For the IPCC and the politicians it influences, CO2 is practically the only factor. The importance of the sun for the climate is systematically underestimated, and the importance of CO2 is systematically overestimated. As a result, all climate predictions are based on the wrong underlying facts.

The Labor government is claiming that a carbon tax will reduce carbon output. As I have said previously, we know that carbon dioxide makes up around 395 parts per million in the atmosphere. But 97 per cent of that is naturally occurring, so human produced CO2 accounts for just three parts per million in the atmosphere or just 0.00001185 per cent of the atmosphere. But that is not the bottom line for this country, because Australia produces just 1.8 per cent of that figure. That means Australian production of CO2 amounts to 0.0000002133 per cent of the atmosphere. That is the figure against which this failure of a government wants to apply a multi-billion-dollar tax, to reduce that figure by just five per cent. This Labor government's multi-billion-dollar tax will result in the reduction of CO2 in the atmosphere by 0.000000010665 per cent. This is just another example of the failure of a policy that will do nothing for the environment and will only damage this country and reduce the standard of living for Australians.

Obviously the Greens and many in the Labor Party are true believers and very keen to redistribute the wealth of this country and not just attack the big employers in Australia but ensure that the downstream effects of the carbon tax will impact through every house, all for absolutely no effect on the environment of the world. In fact, the world's biggest carbon tax reaching across our economy will have no impact. What it will impact upon is the jobs of Australians and the competitive standing of so many of our industries. It will make it harder for businesses to expand or to continue to operate at current levels, making them more likely to lay off workers as they struggle to compete. Again, there will be no impact on the world's climate, nothing at all.

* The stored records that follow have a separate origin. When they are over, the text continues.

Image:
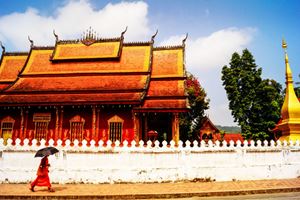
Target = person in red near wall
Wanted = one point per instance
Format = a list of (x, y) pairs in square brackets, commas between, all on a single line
[(42, 178)]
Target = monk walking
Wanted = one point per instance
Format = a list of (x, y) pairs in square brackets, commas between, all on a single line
[(42, 178)]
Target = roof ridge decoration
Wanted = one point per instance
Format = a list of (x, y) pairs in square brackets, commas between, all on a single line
[(55, 35), (31, 41), (3, 48), (153, 36), (122, 34), (184, 40), (89, 37)]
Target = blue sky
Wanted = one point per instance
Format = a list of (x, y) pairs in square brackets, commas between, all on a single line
[(216, 29)]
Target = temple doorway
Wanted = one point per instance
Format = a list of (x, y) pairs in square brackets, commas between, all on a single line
[(160, 123)]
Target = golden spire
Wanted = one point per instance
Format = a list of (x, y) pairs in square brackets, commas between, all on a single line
[(290, 111)]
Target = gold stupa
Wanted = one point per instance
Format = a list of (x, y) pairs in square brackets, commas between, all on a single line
[(290, 111)]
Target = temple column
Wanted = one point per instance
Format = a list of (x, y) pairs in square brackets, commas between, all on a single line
[(25, 124), (97, 125), (56, 135), (175, 128), (146, 126), (61, 123), (136, 127), (93, 122), (21, 135)]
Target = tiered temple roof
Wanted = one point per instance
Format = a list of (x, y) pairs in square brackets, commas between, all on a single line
[(96, 71)]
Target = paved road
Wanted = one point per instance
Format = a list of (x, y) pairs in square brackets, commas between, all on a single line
[(277, 196)]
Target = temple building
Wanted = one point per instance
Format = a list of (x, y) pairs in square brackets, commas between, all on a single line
[(93, 89), (289, 125)]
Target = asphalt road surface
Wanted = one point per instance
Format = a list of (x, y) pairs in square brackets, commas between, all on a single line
[(276, 196)]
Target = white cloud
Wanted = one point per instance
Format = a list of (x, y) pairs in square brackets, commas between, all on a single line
[(71, 20), (205, 57)]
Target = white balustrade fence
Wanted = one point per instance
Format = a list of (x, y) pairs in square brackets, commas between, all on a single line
[(152, 162)]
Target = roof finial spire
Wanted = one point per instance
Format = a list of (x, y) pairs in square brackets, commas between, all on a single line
[(284, 46), (122, 34), (3, 48), (55, 35), (153, 36), (31, 41), (183, 41)]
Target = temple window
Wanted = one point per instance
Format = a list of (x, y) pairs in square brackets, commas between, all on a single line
[(41, 121), (115, 125), (7, 125), (76, 128)]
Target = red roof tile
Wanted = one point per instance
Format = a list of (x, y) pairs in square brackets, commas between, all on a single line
[(78, 50), (69, 98), (80, 83)]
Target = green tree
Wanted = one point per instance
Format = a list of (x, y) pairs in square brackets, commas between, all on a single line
[(254, 103), (191, 122)]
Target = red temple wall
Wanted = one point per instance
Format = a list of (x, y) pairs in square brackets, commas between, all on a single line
[(15, 114), (126, 115), (69, 112)]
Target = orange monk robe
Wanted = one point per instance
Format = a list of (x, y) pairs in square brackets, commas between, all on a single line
[(42, 178)]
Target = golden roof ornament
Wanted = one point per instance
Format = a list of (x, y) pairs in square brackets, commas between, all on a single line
[(290, 110), (3, 48), (89, 37)]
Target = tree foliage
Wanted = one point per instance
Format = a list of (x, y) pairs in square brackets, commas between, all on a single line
[(254, 103), (191, 122)]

It is all very well for this government to seek to indoctrinate children through a grant to the children's TV program dirtgirlworld via state owned media, but North Korean tactics do not make up for the reality that human induced global warming is not a proven theory and that many questions remain unanswered, or perhaps they are unanswerable. I remind the government that Australians are not stupid. They are smart and they question the differences between what they see happening in the real world and what is pushed out to them in slick and emotive advertising campaigns by this low-credibility and untrustworthy government.